A observação de Pedro visou todos os cristãos do século I e aqueles de hoje que tiveram e que ainda têm de renunciar a muitas coisas para seguir Cristo. O evangelista explicou que tais renúncias são feitas por causa de Jesus, mas também por causa da Boa Notícia, e a Boa Notícia diz respeito a todos os cristãos de todos os tempos (Mc 10, 29)*. Infelizmente, a tradução francesa não faz jus ao texto grego. Na enumeração das renúncias, “ou” significa que não precisamos sacrificar ou abandonar tudo: «Une maison ou des frères ou des sœurs ou une mère ou un père ou des enfants ou une terre» (Mc 10,29)**, enquanto as recompensas são enumeradas no plural pela conjunção aditiva e, para significar a multiplicação das recompensas aqui e agora: «Des maisons et des frères et des sœurs et des mères et des enfants et des terres, avec des persécutions (referindo-se aos cristãos de Roma do fim do século I aos quais Marcos se dirige), et, dans le monde à venir, la vie éternelle» (Mc 10,30).
Em suma, abandona-se uma coisa e recebem-se muitas coisas, pois cresce a família cristã. Também, como Marcos é realista, ele sabe que a perseguição faz parte da condição de ser cristão em seu tempo.
Para concluir, a exigência de ser cristão pode ser facilitada pela Sabedoria que a primeira leitura de hoje personifica em Deus mesmo. Preferi-la ao ouro, à prata, à beleza e à saúde nos permite a superação de nós mesmos e nos guia pelo caminho da fé. Esta sabedoria é mais que a luz, porque o brilho dela nunca se apaga (Sb 7,10). E se a Palavra de Deus está viva, como diz a carta aos Hebreus, nossa segunda leitura de hoje, ela não pode estar encerrada ou petrificada num livro, por mais belo que este seja. A Palavra de Deus deve necessariamente ser reescrita, reinterpretada e atualizada hoje, em nossa história e nas novas realidades de nossas vidas. Senão, recusamos a Deus o direito à Palavra, que Ele só pode exercer através de nós, os crentes.

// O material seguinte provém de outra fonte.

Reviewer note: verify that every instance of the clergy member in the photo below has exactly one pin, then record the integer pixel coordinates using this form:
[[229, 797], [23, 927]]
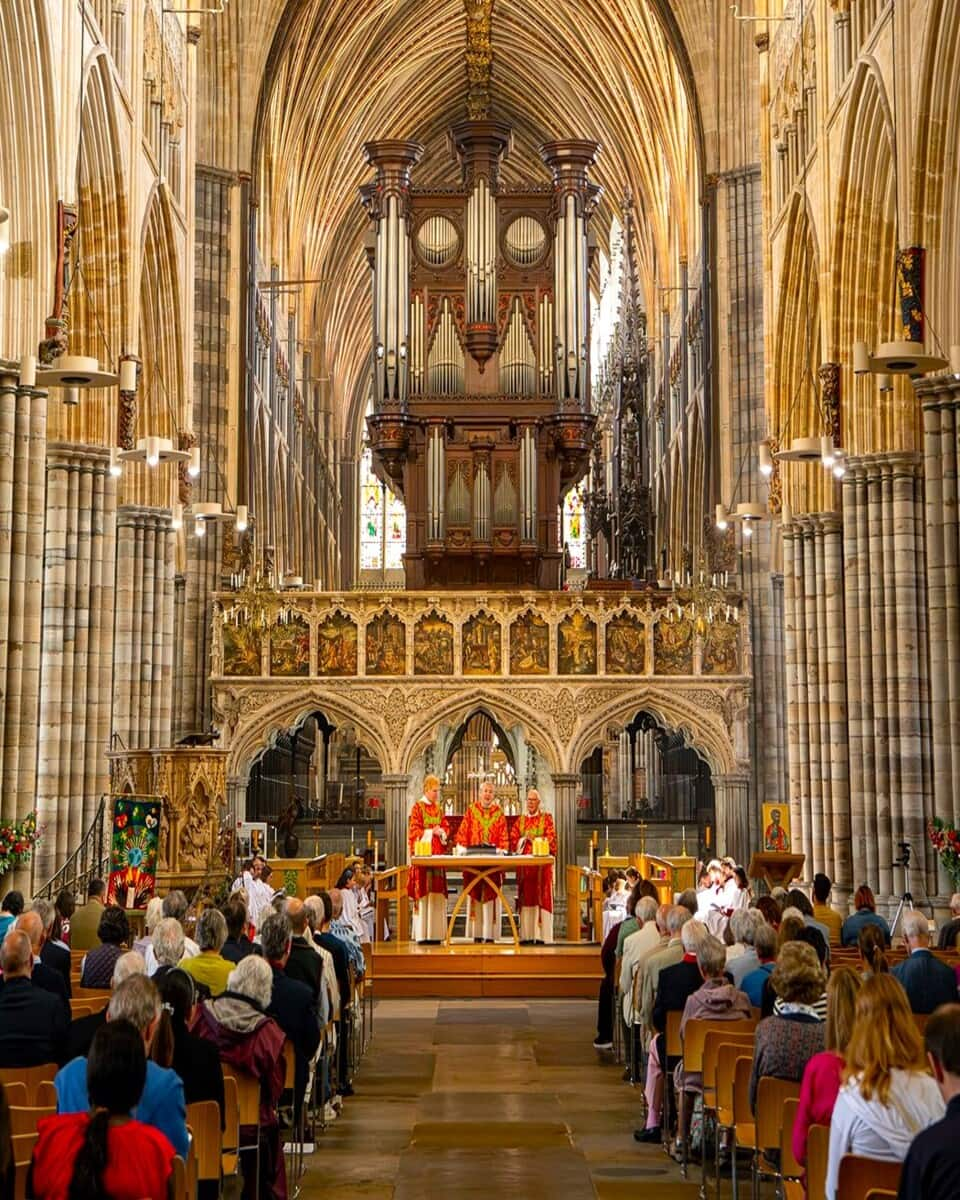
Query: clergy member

O exegeta francês Alain Marchadour afirmou: “A Palavra de Deus não é uma escritura morta, petrificada para sempre no passado em que foi pronunciada. A Palavra de Deus antecede cada um de nós e vem ao nosso encontro para estabelecer um diálogo, despertar o desejo, conduzir ao caminho da conversão... Esta Palavra revela nossas fragilidades, mas, ao mesmo tempo, traz com ela luz e força para nos fazer seguir adiante. Denuncia também as forças que pesam sobre nós, contestando-as e nos incentivando à conversão”.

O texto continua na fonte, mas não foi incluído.